If you look at the spate of acquisitions in 2018—most notably, Thomson Reuters spinning off its Technology & Risk unit to a consortium led by Blackstone, and Temenos making a play for Fidessa—it’s clear that these deals are, in part, occurring because the legacy giants in the capital markets space are struggling to remain agile enough to answer for changes in the market. The rate of evolution in the technology sector is dizzying and hoary institutions need to reexamine their business practices as a result in order to contend with more nimble fintech firms. How do you battle these firms? With economies of scale.
Even regulators are struggling with how best to oversee these insurgents. In fact, in mid-February, the UK Financial Conduct Authority (FCA) and the US Commodity Futures Trading Commission (CFTC) signed a cooperation agreement that will link the CFTC’s LabCFTC initiative with the FCA’s Project Innovate, allowing for the sharing of information and requests, referrals and mutual support between the two programs.
Quite frankly, the marketplace is rapidly changing. As a bank or as a massive tech company, do you want to go it alone and develop your own blockchain solution, or is it easier to simply invest in a fintech startup and retain some influence in the platform’s development? Do you want to hire the data engineers to build deep-learning systems, or is it easier to sign on a laser-focused fintech startup to handle the heavy lifting of trial and error?
Beating the Giants
Beyond the mergers and regulatory input we’ve seen in 2018, two other announcements have stood out for me that encapsulates this sea change that’s being driven by fintechs.
Last year, the International Swaps and Derivatives Association (Isda) put out a request-for-quote (RFQ) to build a digital version of its Common Domain Model, which the organization hopes will serve as “the bedrock of standards” upon which new technologies can be rolled out. About 15 companies entered proposals and, on February 15, Isda announced that it was going with fintech startup REGnosys to build the platform.
I spoke with Ian Sloyan, director of market infrastructure and technology at Isda, about the selection, and while he said that he could not divulge the other companies that entered the competiton, he said the group was comprised of large professional service providers to smaller fintechs.

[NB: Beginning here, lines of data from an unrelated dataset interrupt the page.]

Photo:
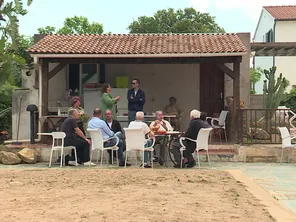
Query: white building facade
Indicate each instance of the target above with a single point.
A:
(276, 24)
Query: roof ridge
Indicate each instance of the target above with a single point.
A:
(278, 6)
(145, 44)
(141, 34)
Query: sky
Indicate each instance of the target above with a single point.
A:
(116, 15)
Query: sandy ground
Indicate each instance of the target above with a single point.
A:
(125, 195)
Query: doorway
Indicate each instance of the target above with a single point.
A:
(211, 89)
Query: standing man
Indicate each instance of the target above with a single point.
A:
(136, 100)
(161, 124)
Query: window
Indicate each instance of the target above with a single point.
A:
(269, 36)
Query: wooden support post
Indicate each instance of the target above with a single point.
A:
(45, 67)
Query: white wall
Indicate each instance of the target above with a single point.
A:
(266, 22)
(162, 81)
(285, 31)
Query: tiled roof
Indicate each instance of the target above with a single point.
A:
(282, 12)
(122, 44)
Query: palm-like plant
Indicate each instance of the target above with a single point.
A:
(9, 28)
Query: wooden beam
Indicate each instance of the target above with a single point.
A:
(56, 69)
(226, 70)
(179, 60)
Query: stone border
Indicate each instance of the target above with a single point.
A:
(276, 210)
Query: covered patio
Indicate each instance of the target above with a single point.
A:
(191, 67)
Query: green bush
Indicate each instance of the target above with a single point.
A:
(290, 100)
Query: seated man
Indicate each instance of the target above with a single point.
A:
(173, 109)
(75, 137)
(138, 123)
(115, 126)
(161, 124)
(97, 123)
(194, 126)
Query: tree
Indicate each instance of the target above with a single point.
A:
(10, 32)
(16, 71)
(47, 30)
(255, 76)
(181, 21)
(75, 25)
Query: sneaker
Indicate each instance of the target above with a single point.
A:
(89, 163)
(72, 163)
(191, 164)
(146, 165)
(122, 164)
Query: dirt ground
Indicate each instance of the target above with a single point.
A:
(125, 195)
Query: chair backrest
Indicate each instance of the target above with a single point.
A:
(97, 140)
(56, 137)
(134, 138)
(222, 118)
(203, 138)
(286, 138)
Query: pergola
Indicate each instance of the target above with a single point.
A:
(274, 48)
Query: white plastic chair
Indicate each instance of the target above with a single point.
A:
(135, 141)
(56, 137)
(286, 140)
(221, 123)
(202, 143)
(97, 143)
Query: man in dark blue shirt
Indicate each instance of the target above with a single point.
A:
(136, 100)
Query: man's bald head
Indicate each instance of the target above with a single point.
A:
(97, 112)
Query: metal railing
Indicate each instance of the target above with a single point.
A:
(257, 126)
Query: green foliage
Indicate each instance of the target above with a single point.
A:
(181, 21)
(74, 25)
(47, 30)
(255, 76)
(11, 55)
(274, 90)
(24, 44)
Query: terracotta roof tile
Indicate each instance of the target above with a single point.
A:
(282, 12)
(139, 44)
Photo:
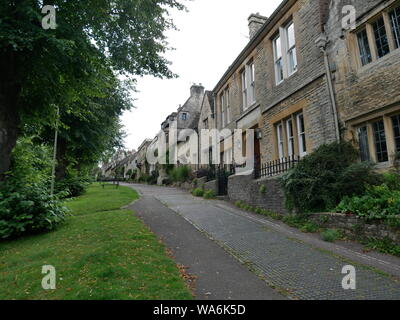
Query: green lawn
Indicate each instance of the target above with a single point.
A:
(101, 252)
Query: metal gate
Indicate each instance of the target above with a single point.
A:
(222, 174)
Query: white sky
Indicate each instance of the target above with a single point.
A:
(211, 35)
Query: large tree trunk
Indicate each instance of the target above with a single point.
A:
(9, 117)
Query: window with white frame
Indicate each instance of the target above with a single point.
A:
(278, 60)
(363, 143)
(227, 106)
(301, 132)
(291, 49)
(379, 138)
(363, 45)
(223, 110)
(244, 88)
(248, 86)
(252, 75)
(379, 35)
(395, 22)
(279, 133)
(285, 55)
(290, 137)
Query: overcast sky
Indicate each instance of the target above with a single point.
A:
(211, 35)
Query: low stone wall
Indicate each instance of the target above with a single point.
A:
(186, 186)
(356, 227)
(211, 185)
(246, 189)
(201, 181)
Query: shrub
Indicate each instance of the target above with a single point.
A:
(385, 245)
(296, 221)
(198, 192)
(330, 235)
(320, 180)
(238, 204)
(144, 178)
(378, 203)
(152, 179)
(392, 180)
(25, 202)
(28, 209)
(208, 172)
(309, 227)
(209, 194)
(180, 174)
(73, 186)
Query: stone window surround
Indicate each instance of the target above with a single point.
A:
(248, 76)
(367, 121)
(282, 33)
(226, 116)
(285, 139)
(366, 24)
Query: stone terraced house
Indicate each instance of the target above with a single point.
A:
(278, 84)
(365, 64)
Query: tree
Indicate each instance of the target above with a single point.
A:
(41, 69)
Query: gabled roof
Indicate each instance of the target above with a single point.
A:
(262, 33)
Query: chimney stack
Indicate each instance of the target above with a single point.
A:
(196, 90)
(256, 21)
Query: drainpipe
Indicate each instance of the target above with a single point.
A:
(322, 43)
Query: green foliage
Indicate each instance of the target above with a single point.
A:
(25, 202)
(378, 203)
(385, 245)
(209, 194)
(28, 209)
(320, 180)
(80, 65)
(180, 174)
(152, 179)
(198, 192)
(310, 227)
(207, 172)
(330, 235)
(392, 180)
(73, 185)
(144, 178)
(296, 220)
(105, 243)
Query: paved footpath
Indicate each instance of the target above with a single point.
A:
(296, 265)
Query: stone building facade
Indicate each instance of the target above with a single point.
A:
(188, 116)
(206, 122)
(142, 164)
(365, 62)
(278, 84)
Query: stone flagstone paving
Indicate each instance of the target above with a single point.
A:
(300, 270)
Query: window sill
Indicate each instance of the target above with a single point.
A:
(277, 84)
(372, 64)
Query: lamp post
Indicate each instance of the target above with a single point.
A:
(53, 171)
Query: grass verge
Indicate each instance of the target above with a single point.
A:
(100, 253)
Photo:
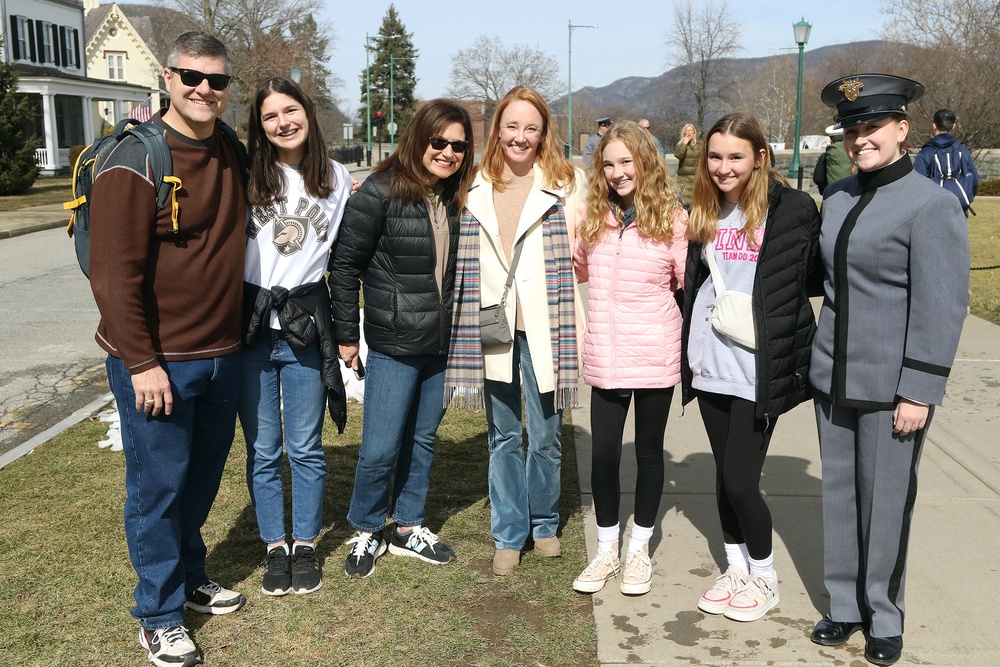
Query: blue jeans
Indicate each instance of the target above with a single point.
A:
(273, 371)
(404, 399)
(173, 466)
(524, 492)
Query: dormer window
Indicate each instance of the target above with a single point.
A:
(116, 66)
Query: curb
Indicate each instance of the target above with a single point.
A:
(75, 418)
(28, 228)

There are a lot of players in the derivatives standards and operations world, including all of the exchanges and clearinghouses, post-trade giants like IHS Markit, the Depository Trust & Clearing Corp. (DTCC), NEX Group, and software specialists like Murex, Calypso, FIS and ION investment Group. I have no idea if any of those firms were involved in the RFQ process. What I do know is that while REGnosys has prestigious bloodlines—its cofounders are Goldman Sachs alums Lee Labeis and Pierre Lamy—its platform was only launched in the middle of last year. This is a crowded space and this fintech just won what could turn out to be a huge contract from Isda.
The other announcement that jumped out at me was high-frequency trading (HFT) firm Tradeworx’s January decision to spin off its trading business to focus solely on its fintech venture, renaming itself Thesys Group. The company’s subsidiary, Thesys Techonlogies—which was the technology arm of Tradeworx—is building the Consolidated Audit Trail (CAT), an industry-wide database of trade information and had already built the Securities and Exchange Commission’s Market Information Data and Analytics System (Midas).
Granted, the company originally started out as a tech firm before becoming a trading house, but still let that sink in: One of the largest so-called Flash Boys has made the decision that the real gold lies in the world of fintech rather than building microwave towers that stretch from Chicago to New York. This is a whole new world that we’re living in compared to the one I first encountered when I joined Waters almost nine years ago. It’s a market that will take a long time to shake out.